The quantity you might be looking for is signal-front delay, which is the delay of the beginning of a signal passing through a linear system. It is simply the largest value $\tau_{sf}$ (in samples) for which
$$h[n]=0,\qquad n<\tau_{sf}\tag{1}$$
is satisfied, where $h[n]$ is the system's impulse response.
If an input, or change in the input, starts at $n_0$, then the system's response to it begins at $n_0+\tau_{sf}$.
If the impulse response has a long period of pre-ringing, the signal-front delay is generally much smaller than the actual propagation delay. In that case, definition $(1)$ can be modified as
$$\big|h[n]\big|<\delta,\qquad n<\tau_{sf}\tag{2}$$
where $\delta$ is a positive constant which is small compared to the maximum value of $h[n]$.

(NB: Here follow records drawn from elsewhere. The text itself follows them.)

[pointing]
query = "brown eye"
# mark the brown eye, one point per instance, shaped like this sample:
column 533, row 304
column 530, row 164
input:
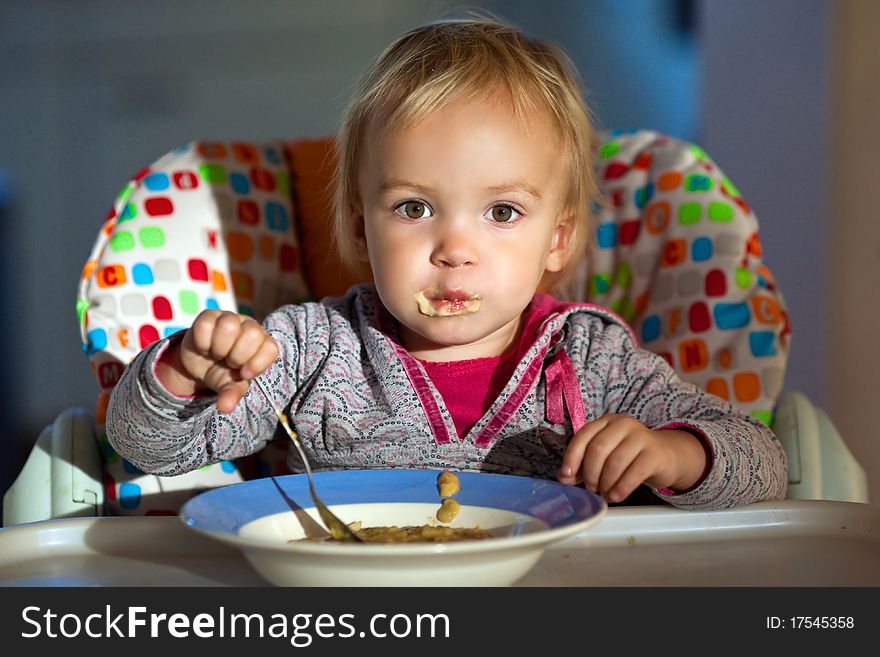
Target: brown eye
column 503, row 214
column 413, row 210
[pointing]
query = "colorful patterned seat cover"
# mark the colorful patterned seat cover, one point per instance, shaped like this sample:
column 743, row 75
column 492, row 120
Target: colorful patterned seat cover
column 216, row 225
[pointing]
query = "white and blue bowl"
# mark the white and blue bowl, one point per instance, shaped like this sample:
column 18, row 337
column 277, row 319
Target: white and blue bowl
column 264, row 518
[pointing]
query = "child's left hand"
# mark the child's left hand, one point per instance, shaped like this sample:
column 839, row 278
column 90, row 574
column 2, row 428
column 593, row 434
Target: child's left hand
column 614, row 454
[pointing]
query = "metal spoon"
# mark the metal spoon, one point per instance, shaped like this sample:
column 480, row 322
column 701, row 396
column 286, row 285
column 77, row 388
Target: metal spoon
column 338, row 529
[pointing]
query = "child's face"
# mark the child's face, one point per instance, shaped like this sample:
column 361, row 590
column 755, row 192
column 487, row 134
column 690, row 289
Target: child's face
column 463, row 214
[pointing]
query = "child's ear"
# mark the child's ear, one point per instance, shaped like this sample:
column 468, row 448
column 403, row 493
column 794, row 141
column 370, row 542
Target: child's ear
column 557, row 256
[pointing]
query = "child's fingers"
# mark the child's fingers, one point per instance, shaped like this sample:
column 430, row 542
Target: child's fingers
column 260, row 362
column 202, row 331
column 635, row 475
column 250, row 336
column 229, row 395
column 605, row 443
column 572, row 459
column 227, row 329
column 618, row 464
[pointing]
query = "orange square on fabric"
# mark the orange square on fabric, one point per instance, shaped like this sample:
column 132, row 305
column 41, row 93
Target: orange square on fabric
column 312, row 162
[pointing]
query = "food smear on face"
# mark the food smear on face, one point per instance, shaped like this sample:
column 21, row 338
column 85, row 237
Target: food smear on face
column 447, row 303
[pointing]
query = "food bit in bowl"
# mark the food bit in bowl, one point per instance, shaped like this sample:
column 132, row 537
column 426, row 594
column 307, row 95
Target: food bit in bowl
column 421, row 534
column 410, row 534
column 448, row 510
column 448, row 484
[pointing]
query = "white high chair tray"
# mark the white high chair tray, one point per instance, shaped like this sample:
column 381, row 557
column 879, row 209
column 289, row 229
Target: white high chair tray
column 788, row 543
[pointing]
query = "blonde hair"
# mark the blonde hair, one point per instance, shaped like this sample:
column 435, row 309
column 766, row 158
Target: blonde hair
column 434, row 65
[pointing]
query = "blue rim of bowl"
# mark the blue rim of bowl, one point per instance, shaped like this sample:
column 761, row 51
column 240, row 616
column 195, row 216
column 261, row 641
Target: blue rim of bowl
column 222, row 512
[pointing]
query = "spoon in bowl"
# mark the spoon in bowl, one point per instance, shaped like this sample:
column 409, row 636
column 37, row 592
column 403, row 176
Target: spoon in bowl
column 338, row 529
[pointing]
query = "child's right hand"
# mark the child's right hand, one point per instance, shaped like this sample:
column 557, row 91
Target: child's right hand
column 222, row 351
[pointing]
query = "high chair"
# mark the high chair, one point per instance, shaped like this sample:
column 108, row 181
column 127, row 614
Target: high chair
column 247, row 227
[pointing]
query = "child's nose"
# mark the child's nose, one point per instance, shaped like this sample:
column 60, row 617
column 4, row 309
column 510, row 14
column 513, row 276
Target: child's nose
column 455, row 247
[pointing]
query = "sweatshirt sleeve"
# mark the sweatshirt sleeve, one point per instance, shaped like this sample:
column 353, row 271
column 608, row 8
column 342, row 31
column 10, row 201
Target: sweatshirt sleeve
column 164, row 434
column 748, row 463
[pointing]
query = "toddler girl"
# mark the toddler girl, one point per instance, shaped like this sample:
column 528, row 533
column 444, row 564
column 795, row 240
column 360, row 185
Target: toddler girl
column 465, row 183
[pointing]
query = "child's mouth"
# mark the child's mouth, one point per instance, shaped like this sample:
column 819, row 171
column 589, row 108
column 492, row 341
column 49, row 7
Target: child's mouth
column 446, row 303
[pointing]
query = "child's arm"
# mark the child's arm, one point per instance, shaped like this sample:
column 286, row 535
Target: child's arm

Depending on the nature of the impulse response, another meaningful definition of signal delay introduced by a linear system could be the center of gravity of the impulse response:
$$\tau_{gr}=\frac{\displaystyle\sum_n nh[n]}{\displaystyle\sum_n h[n]}=\frac{jH'(0)}{H(0)}\tag{3}$$
where $H(\omega)$ is the system's frequency response, and $H'(\omega)$ is its derivative w.r.t. to $\omega$. Note that $\tau_{gr}$ is simply the group delay evaluated at $\omega=0$.
Using the center of gravity as an estimate for signal delay is only useful for systems with a lowpass characteristic. For other systems (such as highpass or bandpass filters), the denominator of $(3)$ could be zero or very close to zero. For that reason, for general systems one would exchange $h[n]$ in $(3)$ for either its magnitude or its square.
Note that unlike phase delay and group delay, neither signal-front delay (including its modified form $(2)$) nor the center of gravity are functions of frequency.